Paul Orson Bingham, founder of the Thunderbird Foundation for the Arts who was known as an expert in the art of painter Maynard Dixon, has died from complications of a brain hematoma at the age of 80.
Born in Ogden Utah, Paul’s early life on a dairy farm shaped a work ethic that continued his entire life. He was raised in Hooper and Farr West, Utah and was the second of five sons to Wayne and Leone Bingham. He was a dairy judging champion with the FFA and was a state wrestling champion at Weber High School. Paul served an LDS mission to Copenhagen Denmark, where he became fluent in the Danish language and culture. He was also a wonderful singer with a deep bass voice. He was very proud to have played the lead role of Billy Bigelow at Weber State University’s production of Carousel as a college student.
In 1964, he met the love of his life, Susan Kathryn Dodson at Kinney Shoe Store in Roy, Utah where they were both employed. They married in 1965 and in 1967 Emily was born. That same year, Paul graduated from Weber State University and Paul and Susan left Utah for Santa Clara, California. A son, Daniel Paul and a daughter, Angela, soon joined the family. The Bingham family lived in the San Jose Bay area for 34 years.

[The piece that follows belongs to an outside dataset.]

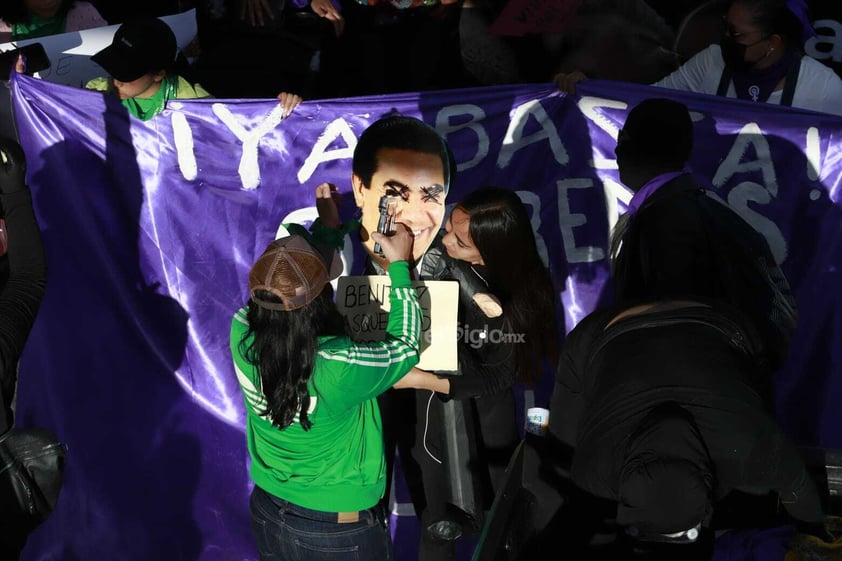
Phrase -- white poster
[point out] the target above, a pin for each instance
(364, 301)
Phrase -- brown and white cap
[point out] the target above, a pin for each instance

In the early 70s Paul worked as a top salesman for Xerox in the nascent tech industry of Silicon Valley. He thoroughly enjoyed the sales process and became an absolute pro at putting together high dollar sales deals, with his creativity and out-of-the-box mindset. Paul was a natural entrepreneur who lived and breathed the concepts of risk and reward – so when the gallery business presented itself, he had the knowledge, skills and training to deal in high end art deals with a type of confidence rarely seen. Paul opened galleries in Los Altos and San Jose, specializing in works by California masters and specifically the art of Maynard Dixon.
In 1998, Paul and Susan purchased the Maynard Dixon home and studio in Mt. Carmel, Utah. Susan was looking forward to a quiet little summer retreat where they could go to relax in their later years. But as usual, Paul had an entirely different vision. The Mt. Carmel home would soon become a destination and mecca for artists and collectors alike. The Thunderbird Foundation for the Arts was born. Paul was a visionary who worked hard to bring his big dreams to fruition, which is evidenced in the heart and soul he put into the Dixon home and Foundation for the last 25 years.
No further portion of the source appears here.